Starting April 13, recycling materials will be collected on an every-other-week schedule until May 15, Abernathy announced Friday. That schedule may continue beyond May 15 if needed, he said.

Deemed essential workers, the people who pick up Philadelphia’s recycling and trash have been working on the front lines, potentially exposing themselves to the virus every day. 

None of the city’s sanitation workers have as of now tested positive for COVID-19, according to Omar Salaam, a business agent with AFSCME District Council 33, which represents more than 1,100 Streets Department workers. But workers are terrified because they don’t have masks and other personal protective equipment available, he said.

“People are very fearful of being out there. A lot of employees have health complications like asthma, and they’re still working past their shifts, trying to get the city cleaned up,” Salaam said. 

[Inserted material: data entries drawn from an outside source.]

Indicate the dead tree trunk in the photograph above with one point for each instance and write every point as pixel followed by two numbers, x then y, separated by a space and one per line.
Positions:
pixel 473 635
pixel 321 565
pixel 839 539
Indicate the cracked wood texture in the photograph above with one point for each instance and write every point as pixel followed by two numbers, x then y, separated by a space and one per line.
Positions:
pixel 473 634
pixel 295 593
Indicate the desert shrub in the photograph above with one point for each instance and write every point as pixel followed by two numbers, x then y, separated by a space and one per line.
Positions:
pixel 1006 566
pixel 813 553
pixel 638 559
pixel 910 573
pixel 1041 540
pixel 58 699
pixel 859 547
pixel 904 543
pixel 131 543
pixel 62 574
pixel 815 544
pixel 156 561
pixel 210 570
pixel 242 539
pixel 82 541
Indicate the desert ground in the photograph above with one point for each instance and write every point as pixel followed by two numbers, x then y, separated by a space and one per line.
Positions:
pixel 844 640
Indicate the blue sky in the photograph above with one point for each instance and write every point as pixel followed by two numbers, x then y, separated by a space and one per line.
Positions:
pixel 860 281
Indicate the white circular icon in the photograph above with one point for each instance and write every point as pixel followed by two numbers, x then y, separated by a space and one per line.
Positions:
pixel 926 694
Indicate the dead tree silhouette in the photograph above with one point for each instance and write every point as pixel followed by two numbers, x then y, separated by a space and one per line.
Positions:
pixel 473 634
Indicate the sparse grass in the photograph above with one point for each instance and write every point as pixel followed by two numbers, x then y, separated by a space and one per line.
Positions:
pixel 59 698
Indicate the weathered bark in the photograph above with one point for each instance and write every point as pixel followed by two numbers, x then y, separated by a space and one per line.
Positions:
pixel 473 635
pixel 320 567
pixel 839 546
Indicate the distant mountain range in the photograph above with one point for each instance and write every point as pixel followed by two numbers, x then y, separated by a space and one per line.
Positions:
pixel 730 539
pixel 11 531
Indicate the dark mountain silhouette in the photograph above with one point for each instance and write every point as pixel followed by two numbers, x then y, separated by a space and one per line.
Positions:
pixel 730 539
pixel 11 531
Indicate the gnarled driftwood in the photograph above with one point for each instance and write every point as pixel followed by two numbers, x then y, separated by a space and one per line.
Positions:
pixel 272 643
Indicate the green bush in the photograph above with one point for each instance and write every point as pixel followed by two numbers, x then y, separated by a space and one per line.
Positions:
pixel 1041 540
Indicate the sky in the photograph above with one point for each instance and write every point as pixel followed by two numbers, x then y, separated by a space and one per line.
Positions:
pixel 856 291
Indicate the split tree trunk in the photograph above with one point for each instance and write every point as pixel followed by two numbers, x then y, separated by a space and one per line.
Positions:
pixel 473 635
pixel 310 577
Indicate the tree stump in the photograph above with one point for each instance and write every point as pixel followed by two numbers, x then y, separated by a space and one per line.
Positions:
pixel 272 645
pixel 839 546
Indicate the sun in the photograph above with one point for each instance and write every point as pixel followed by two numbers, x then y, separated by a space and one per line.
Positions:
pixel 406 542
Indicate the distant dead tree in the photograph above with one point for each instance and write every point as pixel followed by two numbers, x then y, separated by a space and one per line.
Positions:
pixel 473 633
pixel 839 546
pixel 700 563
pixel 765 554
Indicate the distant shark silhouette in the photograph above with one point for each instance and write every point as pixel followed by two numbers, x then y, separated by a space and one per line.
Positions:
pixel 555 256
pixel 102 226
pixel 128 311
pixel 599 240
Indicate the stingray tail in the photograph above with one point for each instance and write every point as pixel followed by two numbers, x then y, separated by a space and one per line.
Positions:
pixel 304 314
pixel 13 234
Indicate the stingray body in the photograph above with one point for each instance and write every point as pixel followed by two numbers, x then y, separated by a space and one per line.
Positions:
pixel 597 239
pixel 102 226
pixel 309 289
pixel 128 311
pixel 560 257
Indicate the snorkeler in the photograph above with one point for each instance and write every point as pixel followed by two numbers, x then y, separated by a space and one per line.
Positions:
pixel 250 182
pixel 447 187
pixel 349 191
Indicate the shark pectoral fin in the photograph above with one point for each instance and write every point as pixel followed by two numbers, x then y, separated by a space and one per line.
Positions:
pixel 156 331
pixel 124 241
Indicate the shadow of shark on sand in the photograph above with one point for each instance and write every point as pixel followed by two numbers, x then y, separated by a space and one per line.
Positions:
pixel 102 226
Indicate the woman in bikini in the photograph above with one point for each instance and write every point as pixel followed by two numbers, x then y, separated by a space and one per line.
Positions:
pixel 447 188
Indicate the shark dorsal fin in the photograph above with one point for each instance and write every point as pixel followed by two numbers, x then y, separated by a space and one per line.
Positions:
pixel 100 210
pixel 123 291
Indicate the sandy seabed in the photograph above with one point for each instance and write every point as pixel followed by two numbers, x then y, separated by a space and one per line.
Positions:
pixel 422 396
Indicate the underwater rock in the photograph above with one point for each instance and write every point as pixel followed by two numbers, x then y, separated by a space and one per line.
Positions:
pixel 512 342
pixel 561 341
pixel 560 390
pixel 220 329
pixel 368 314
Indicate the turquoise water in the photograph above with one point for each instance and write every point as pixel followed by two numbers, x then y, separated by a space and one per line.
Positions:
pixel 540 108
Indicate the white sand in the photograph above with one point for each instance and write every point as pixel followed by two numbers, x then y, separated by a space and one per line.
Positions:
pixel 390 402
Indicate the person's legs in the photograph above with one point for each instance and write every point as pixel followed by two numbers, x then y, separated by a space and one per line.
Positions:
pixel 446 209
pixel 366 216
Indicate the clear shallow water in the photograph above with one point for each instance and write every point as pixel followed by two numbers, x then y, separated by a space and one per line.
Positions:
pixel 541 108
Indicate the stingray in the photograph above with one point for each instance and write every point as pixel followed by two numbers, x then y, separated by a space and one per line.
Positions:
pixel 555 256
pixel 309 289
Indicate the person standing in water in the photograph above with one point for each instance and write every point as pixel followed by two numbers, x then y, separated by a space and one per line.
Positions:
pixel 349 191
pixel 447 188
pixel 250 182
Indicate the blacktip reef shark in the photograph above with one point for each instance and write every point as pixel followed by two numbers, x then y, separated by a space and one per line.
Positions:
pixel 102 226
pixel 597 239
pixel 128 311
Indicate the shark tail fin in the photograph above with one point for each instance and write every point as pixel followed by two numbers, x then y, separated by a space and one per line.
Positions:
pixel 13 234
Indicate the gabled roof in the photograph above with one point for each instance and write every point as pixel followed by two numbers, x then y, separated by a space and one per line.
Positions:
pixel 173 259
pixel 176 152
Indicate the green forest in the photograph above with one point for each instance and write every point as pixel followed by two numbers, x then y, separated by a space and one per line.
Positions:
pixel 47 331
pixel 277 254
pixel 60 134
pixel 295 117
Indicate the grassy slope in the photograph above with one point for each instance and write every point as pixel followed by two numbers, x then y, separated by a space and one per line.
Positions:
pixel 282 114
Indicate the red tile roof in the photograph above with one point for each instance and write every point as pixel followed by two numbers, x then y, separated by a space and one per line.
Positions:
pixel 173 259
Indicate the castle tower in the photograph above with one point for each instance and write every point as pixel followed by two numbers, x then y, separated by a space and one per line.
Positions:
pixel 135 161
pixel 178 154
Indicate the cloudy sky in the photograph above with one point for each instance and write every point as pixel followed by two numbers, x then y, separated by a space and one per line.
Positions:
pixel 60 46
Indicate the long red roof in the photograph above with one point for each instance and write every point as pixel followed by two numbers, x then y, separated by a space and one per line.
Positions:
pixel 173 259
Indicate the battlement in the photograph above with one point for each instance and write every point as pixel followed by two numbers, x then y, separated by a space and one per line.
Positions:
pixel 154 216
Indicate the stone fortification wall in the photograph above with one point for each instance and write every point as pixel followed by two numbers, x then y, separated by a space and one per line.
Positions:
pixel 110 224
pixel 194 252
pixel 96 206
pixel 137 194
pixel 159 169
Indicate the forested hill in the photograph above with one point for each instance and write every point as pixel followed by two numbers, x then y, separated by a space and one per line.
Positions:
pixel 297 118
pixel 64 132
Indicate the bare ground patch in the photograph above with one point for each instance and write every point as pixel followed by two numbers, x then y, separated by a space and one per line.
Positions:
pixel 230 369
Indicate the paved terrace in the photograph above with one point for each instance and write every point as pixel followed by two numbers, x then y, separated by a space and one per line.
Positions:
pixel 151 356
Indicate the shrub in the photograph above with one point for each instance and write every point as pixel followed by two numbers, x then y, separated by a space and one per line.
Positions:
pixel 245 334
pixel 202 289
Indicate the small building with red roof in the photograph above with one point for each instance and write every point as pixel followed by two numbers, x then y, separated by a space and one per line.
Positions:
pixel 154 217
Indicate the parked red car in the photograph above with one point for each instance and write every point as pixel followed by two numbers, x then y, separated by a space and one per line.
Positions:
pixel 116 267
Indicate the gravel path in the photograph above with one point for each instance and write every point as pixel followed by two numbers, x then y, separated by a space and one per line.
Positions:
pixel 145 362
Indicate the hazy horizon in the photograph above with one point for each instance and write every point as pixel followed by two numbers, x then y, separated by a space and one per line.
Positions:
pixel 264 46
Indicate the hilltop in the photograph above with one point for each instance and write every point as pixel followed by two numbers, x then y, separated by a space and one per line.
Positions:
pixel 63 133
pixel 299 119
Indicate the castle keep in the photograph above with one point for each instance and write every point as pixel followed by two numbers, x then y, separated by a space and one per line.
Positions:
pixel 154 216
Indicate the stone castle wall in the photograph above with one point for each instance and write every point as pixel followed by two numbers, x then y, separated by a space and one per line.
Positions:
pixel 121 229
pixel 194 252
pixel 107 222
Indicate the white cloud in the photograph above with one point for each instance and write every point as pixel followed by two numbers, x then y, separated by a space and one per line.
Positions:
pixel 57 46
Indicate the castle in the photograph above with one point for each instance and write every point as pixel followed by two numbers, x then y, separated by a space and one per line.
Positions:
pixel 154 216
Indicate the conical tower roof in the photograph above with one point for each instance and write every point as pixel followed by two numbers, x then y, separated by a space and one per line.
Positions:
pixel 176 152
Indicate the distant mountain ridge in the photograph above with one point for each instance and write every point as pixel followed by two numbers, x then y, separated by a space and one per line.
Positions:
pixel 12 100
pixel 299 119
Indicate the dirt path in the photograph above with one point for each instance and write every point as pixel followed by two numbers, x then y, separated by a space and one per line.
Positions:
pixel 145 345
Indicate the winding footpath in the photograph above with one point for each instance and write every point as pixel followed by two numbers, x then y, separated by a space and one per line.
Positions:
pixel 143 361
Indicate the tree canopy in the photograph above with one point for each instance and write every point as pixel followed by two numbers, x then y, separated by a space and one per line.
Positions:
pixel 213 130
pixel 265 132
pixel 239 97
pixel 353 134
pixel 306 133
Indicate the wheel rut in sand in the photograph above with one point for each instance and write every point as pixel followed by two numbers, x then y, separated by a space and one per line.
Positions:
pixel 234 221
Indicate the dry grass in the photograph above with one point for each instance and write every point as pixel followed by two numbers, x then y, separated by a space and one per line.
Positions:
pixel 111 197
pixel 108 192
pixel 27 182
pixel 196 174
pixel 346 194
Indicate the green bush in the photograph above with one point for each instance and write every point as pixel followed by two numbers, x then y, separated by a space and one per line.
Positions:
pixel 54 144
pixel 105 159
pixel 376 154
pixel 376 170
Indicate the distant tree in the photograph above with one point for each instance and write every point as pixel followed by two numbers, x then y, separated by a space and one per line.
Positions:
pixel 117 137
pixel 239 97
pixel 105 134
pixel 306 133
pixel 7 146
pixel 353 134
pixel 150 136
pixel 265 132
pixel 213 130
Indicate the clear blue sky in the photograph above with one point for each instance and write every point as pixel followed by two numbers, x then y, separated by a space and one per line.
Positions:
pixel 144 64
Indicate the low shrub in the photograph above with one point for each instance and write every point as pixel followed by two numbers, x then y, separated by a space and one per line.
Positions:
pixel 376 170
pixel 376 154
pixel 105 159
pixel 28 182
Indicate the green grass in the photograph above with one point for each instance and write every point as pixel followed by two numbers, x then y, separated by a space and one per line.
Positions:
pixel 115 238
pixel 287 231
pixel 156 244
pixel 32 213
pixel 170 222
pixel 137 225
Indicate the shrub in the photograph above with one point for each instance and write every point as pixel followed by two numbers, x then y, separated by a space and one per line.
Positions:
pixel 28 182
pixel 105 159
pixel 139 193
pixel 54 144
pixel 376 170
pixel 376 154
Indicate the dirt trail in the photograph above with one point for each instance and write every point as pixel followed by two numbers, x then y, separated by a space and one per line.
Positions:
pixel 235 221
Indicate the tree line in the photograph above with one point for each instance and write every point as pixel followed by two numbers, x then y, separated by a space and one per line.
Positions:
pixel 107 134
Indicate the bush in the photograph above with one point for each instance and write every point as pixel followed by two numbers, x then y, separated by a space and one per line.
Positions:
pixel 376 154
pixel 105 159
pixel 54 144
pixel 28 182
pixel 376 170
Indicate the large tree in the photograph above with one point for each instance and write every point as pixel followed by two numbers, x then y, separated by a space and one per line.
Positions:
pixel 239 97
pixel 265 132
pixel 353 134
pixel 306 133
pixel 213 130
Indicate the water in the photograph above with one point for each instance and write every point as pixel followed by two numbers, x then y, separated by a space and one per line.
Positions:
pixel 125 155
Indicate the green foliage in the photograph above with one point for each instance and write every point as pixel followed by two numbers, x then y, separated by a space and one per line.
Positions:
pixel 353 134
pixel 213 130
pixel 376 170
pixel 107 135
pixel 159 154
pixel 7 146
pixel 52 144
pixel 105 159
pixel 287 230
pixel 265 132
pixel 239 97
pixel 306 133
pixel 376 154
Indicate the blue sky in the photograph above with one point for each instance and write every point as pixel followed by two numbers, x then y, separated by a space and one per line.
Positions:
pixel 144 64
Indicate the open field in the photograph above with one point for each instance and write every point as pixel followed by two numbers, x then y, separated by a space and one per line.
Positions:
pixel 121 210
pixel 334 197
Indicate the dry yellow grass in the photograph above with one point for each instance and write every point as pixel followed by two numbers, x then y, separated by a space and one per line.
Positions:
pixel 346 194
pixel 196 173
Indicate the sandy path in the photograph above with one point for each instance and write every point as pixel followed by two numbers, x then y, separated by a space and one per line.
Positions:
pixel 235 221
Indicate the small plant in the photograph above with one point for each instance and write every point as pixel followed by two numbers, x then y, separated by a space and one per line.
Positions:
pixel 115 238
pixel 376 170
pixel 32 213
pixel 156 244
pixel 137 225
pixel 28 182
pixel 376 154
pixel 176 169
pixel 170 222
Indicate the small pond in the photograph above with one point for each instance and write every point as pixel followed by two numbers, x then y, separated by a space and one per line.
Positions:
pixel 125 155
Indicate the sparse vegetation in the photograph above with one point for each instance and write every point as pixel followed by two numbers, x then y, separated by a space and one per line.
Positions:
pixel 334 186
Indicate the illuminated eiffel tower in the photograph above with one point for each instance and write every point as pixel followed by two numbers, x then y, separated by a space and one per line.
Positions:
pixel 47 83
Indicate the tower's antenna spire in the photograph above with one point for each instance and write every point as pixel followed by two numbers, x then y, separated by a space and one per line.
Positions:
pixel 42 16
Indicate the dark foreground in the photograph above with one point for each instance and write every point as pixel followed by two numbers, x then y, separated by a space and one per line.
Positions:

Salaam said trash collection is running behind because employees had to stay home to take care of their kids since schools were closed.

“Which was the right thing to do,” he said. 

But workers are also frustrated, Salaam said. Sanitation workers and other city employees deemed essential and unable to work from home had received 150% of their salaries for the first 11 days of the city’s coronavirus outbreak because of the increased risks. That policy ended on March 29. The city is now working to broker new, short-term contracts with some city unions.

“The city made one agreement and then didn’t renew it,” Salaam said. 

In New York City as of March 27, 120 sanitation workers had been infected with COVID-19, according to Waste 360. In North Carolina, the virus killed a sanitation worker last week.

Pittsburgh sanitation workers rallied last week to demand better protective gear after one of their colleagues tested positive for COVID-19.